If there is one area in the U.S. government that is always has money, it is the military. For the fiscal year 2019, it got $686,074,048. Thus, it will always attract individuals and companies wanting to sell it anything it wants. While, it does have specifications that will whittle the number of suppliers to those who can give it the highest standards at nice price points, sometimes there will be some unscrupulous ones who think they can get away with supplying it counterfeit gear.
In a press release from the Department of Justice, the U.S. District Court in Providence, R.I. has filed charges against a Brooklyn, N.Y.-based wholesaler with conspiracy to commit wire fraud and trafficking in counterfeit goods. This is in connection with the alleged sale of more than US$20 million worth of Chinese-made counterfeit goods that were supplied to the U.S. military, other government purchasers, and other companies that supply the government.
The wholesaler, Ramin Kohanbash, provided samples of genuine military uniforms and gear to Chinese manufacturers to make cheap knock-offs of these with the aim of supplying the U.S. military and other affected purchasers. These knock-offs were then shipped to him and sold to other wholesalers who then sold these as genuine American-made gear using false certification. Officials from the DOJ said that the counterfeit products they were able to seize made explicit, and false, statements about product safety ratings.
Apart from providing counterfeit goods, it also violated the Berry Amendment and Trade Agreements Act, which stipulates that goods for use in the military are made in the U.S. and a select number of allied countries. China is not included in the list.
An example of faking safety ratings is claiming that product is “permanently flame resistant,” and meets the industry standard when in fact is not. In this case it is about military parkas used by U.S. Air Force personnel stationed in Afghanistan:
The information alleges that, among other items Kohanbash and his co-conspirators arranged to counterfeit, were military parkas used by U.S. Air Force personnel stationed in Afghanistan. These parkas are made with a fabric known as Multicam®, which incorporates specialized near-infrared (“NIR”) management technology designed to make the wearer more difficult to detect with equipment such as night-vision goggles. According to the information, two hundred of these counterfeit Multicam® parkas, lacking the critical NIR management technology, were sold to a U.S. Air Force Base Supply Center.

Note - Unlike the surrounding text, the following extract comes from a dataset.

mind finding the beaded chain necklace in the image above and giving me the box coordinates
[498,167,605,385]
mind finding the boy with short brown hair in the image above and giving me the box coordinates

U.S. Air Force photo by Yasuo Osakabe
So even the U.S. Air Force got a delivery of the Multishams, which is the term used by airsoft players when describing knock-offs of gear that use the Multicam pattern. Multishams are in widespread use in the airsoft community given that the genuine gear are mainly expensive.
Kohanbash is scheduled to appear before United States Magistrate Judge Patricia A. Sullivan on June 12, 2019, for an initial appearance on the charge. Conspiracy to commit wire fraud is punishable by statutory penalties of up to 5 years in federal prison, 3 years supervised release, and a fine of up to $250,000. Trafficking in counterfeit goods is punishable by statutory penalties of up to 10 years in federal prison, 3 years supervised release, and a fine of up to $250,000.